Planning
and Building DRI's Southern Nevada Campus Expansion
The
Southern Nevada Science Center Phase II expansion is the
result of community-wide discussions and planning. Representatives
of DRI, the U.S. Department of Energy, National Nuclear
Security Administration Nevada Operations Office, the
Nevada Test Site Historical Foundation, Bechtel Nevada,
NTS Development Corporation, Los Alamos, Lawrence Livermore,
and Sandia national laboratories, the Nevada Science and
Technology Center, the Nevada Alliance for Defense, Energy,
and Business, and other citizens and stakeholders have
been involved since the beginning of the project and remain
dedicated to its completion.
DRI President
Stephen G. Wells notes, "The planning that has gone
into the new DRI building and its components has been
extraordinary. And the dedication of the 'brain trust'
that has been involved since the project's inception continues,
and that collaboration will ensure the completion of the
building and the success of its ongoing programs."
The expansion
of DRI's Las Vegas campus will house four entities: DRI's
Center for Arid Lands Environmental Management (CALEM);
an archaeological collection laboratory and repository;
the Coordination and Information Center (CIC); and an
NTS museum exhibit area.
The mission
of the Center for Arid Lands Environmental Management
is to assist land managers and others with science and
engineering-based desert ecosystem management, sustainable
development, stewardship, adaptive management, and restoration
ecology. CALEM integrates capabilities in land, air, and
water sciences.

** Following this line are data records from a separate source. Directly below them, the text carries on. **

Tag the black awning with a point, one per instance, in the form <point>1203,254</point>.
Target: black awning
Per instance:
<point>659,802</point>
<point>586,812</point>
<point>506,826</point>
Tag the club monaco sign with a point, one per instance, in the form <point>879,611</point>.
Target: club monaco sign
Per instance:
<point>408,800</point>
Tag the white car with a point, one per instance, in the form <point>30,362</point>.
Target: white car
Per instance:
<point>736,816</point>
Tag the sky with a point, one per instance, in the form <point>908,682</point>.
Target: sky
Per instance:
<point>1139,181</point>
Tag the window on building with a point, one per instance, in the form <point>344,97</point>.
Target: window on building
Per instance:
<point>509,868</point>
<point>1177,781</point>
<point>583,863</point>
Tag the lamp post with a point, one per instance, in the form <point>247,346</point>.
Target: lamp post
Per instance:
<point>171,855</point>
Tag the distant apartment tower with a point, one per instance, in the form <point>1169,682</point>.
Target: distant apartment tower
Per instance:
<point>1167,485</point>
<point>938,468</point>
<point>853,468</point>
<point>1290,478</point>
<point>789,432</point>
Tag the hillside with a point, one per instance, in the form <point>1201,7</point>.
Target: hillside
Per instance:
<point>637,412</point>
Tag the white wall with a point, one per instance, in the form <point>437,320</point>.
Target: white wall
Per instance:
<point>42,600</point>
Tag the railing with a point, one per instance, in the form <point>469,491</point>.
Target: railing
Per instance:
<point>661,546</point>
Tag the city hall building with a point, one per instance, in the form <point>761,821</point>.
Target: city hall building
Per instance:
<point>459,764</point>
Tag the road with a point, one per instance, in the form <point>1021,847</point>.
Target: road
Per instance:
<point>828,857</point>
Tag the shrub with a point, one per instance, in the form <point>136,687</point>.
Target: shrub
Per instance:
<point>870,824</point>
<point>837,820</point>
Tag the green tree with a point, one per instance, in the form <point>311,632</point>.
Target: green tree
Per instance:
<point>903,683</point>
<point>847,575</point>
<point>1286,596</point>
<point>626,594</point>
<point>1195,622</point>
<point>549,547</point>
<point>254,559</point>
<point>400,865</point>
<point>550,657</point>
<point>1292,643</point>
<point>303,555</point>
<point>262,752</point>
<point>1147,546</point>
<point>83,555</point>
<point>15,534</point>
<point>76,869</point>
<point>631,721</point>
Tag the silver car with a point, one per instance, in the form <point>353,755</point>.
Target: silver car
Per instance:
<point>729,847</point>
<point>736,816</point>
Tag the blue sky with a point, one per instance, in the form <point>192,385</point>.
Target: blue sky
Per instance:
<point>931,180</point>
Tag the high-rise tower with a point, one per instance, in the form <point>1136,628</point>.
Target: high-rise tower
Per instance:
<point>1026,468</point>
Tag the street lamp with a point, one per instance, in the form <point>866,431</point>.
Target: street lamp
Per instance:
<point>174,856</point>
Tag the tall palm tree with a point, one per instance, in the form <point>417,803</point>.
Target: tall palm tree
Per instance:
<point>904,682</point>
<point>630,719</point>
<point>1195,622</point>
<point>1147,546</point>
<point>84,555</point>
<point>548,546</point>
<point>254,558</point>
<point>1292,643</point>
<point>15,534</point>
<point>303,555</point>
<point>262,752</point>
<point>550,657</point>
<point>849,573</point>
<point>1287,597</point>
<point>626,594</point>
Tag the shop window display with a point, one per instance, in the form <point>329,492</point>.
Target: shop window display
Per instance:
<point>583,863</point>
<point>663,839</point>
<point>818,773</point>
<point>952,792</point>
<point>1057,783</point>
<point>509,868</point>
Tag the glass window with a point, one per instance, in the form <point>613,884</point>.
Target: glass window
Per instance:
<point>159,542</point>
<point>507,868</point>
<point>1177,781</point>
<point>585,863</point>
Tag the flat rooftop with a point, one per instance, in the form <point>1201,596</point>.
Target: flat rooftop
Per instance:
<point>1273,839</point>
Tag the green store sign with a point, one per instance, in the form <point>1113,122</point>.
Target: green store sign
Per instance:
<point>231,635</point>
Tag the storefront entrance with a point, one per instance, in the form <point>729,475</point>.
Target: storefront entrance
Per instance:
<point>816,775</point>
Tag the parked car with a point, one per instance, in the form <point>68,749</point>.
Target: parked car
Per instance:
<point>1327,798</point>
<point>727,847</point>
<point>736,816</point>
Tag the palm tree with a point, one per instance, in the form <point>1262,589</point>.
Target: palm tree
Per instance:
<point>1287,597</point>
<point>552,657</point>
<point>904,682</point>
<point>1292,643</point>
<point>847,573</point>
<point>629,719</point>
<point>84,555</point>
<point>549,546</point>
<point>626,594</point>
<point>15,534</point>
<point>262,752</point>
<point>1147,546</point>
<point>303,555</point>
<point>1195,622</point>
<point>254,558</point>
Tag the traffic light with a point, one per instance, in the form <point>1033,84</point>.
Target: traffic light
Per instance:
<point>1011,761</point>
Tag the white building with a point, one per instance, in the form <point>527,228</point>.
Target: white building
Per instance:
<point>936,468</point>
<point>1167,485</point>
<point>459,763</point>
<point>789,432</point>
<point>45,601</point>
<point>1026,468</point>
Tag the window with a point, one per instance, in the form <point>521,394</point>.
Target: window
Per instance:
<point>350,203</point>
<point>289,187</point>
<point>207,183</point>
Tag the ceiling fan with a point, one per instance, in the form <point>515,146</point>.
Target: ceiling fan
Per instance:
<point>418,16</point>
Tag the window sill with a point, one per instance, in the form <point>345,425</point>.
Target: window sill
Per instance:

Field studies, laboratory analysis, numerical
modeling, remote sensing, geographic information systems
(GIS), and environmental information management are all
used in CALEM's programs designed to address arid land
issues spanning spatial and temporal scales.
The archaeological
repository maintained by DRI for the U.S. Department of
Energy will house the U.S. Department of Energy's artifact
collection from central and southern Nevada. The collection
consists of approximately 500,000 artifacts. The new repository
will provide adequate space and equipment to store, study,
and conserve the collection in a proper climate-controlled
environment.
The Coordination
and Information Center's mission is to collect and consolidate,
for long-term preservation, historical documents, records,
and data dealing with U.S. nuclear testing. The number
of documents in the CIC is expected to grow from today's
360,000 documents to over 450,000 as more documents become
declassified.
The museum,
which is an affiliate of the Smithsonian Institution,
will include both permanent and rotating exhibits and
will feature audiovisual presentations, guided tours,
lectures, workshops, demonstrations, special events, school
programs, and a variety of community outreach activities.